Optimize tooth profile parameters: Reasonably determine parameters such as tooth crest height, tooth root height, and modulus to avoid uneven hardness distribution between the tooth surface and tooth root. For example, adjusting the tooth crest height coefficient appropriately can improve the tooth root interference in gear transmission, reduce stress concentration at the tooth root during heat treatment, and improve the hardness and fatigue strength of the tooth root.

Consider gear structure: During design, the gear shape should be symmetrical and the cross-section should be uniform to reduce thermal stress caused by uneven heat transfer. For gears with complex shapes, stress distribution during heat treatment can be improved and hardness uniformity can be ensured by increasing process holes, optimizing spoke structure, and other methods.

Strictly control the quality of raw materials

Choose appropriate steel: Select steel with appropriate hardenability according to the requirements and load conditions of the gear. For gears that require high hardness, low-carbon alloy steels such as 20Cr and 20CrNi2Mo can be used for carburizing and quenching, or medium carbon alloy steels such as 40Cr and 35CrMo can be used for quenching to obtain the required hardness.

Inspection of material defects: Raw materials should be free of severe segregation, inclusions, and other defects that can affect the microstructure transformation and hardness distribution during heat treatment. Strict inspection of raw materials can be carried out through metallographic examination, flaw detection and other methods to ensure that the quality meets the requirements.

Optimize processing technology

Forging process: Adopting an appropriate forging ratio, generally between 3-5, to make the internal structure of the steel dense and uniform, improve the streamline distribution of the metal, and enhance the comprehensive performance of the gear. At the same time, control the forging heating temperature and cooling rate to avoid defects such as overheating and undercooling, creating favorable organizational conditions for subsequent heat treatment.

Cutting: Control the cutting amount to avoid residual stress caused by excessive cutting force, which affects the hardness of heat treatment. For example, when precision rolling teeth, the tooth profile error cannot exceed 0.03 millimeters, and the tooth surface roughness meets the design requirements to reduce the influence of machining stress on heat treatment deformation and hardness.

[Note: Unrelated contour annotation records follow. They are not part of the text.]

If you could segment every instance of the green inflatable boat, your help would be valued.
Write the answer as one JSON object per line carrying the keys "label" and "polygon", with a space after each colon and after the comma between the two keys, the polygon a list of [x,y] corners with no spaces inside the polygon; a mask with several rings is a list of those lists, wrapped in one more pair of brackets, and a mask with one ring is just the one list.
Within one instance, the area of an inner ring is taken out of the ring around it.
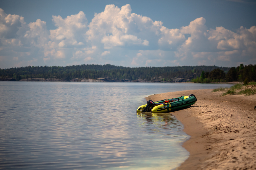
{"label": "green inflatable boat", "polygon": [[190,106],[197,101],[193,94],[181,96],[177,98],[165,99],[154,102],[149,100],[146,105],[141,106],[137,112],[166,113],[176,111]]}

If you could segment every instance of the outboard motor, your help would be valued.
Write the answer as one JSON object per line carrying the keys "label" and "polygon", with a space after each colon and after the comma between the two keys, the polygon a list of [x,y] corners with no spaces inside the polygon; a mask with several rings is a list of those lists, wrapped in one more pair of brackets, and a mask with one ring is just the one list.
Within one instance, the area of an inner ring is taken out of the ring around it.
{"label": "outboard motor", "polygon": [[155,103],[150,100],[147,102],[147,105],[142,112],[149,112],[155,106]]}
{"label": "outboard motor", "polygon": [[196,98],[196,99],[197,100],[197,97],[195,97],[195,95],[194,95],[193,94],[190,94],[189,95],[189,97],[188,97],[188,98],[189,98],[189,97],[190,97],[190,96],[194,96],[194,97],[195,97]]}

In addition, it is necessary to keep the cutting tools sharp during the processing and replace worn tools in a timely manner.

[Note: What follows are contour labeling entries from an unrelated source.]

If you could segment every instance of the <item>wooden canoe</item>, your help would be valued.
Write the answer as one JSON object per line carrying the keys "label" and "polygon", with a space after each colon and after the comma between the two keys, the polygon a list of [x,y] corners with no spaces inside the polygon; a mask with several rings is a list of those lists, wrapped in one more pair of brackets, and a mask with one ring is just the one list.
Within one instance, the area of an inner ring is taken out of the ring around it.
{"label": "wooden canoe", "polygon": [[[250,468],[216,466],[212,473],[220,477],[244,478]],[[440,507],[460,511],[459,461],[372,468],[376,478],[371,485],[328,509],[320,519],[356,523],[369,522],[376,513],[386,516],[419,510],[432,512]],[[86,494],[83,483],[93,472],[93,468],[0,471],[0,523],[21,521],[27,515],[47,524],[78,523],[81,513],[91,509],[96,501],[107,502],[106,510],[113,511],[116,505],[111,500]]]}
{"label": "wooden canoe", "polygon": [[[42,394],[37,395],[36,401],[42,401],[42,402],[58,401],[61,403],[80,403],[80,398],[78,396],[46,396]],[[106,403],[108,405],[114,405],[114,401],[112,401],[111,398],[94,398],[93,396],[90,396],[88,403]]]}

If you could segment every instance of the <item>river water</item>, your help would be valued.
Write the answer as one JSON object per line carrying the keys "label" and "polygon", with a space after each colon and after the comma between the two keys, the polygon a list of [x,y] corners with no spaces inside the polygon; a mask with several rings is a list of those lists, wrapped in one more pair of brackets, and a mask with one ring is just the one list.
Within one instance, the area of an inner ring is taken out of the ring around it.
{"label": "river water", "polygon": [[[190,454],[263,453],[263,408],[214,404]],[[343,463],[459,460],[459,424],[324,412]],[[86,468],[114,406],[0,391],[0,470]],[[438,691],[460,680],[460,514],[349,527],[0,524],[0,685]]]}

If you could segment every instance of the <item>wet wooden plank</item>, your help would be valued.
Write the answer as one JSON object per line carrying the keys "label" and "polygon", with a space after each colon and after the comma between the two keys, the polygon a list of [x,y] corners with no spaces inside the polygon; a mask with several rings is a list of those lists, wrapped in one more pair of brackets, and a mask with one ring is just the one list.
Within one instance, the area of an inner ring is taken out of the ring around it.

Accurate control of heat treatment process

Carburizing process: For gears that require carburizing, precise control of carburizing temperature and time. If the preheating temperature is 500-550 ℃, the secondary heating temperature is 800-850 ℃, the initial carburizing temperature is 900-950 ℃, the strong carburizing temperature is 950-1000 ℃, the diffusion carburizing temperature is 900-950 ℃, and the quenching carburizing temperature is 800-850 ℃, in order to ensure that the depth of the carburizing layer and the distribution of carbon concentration meet the requirements, and thus obtain suitable surface hardness. At the same time, control the flow rate and type of carburizing agent to ensure a uniform and stable carburizing process.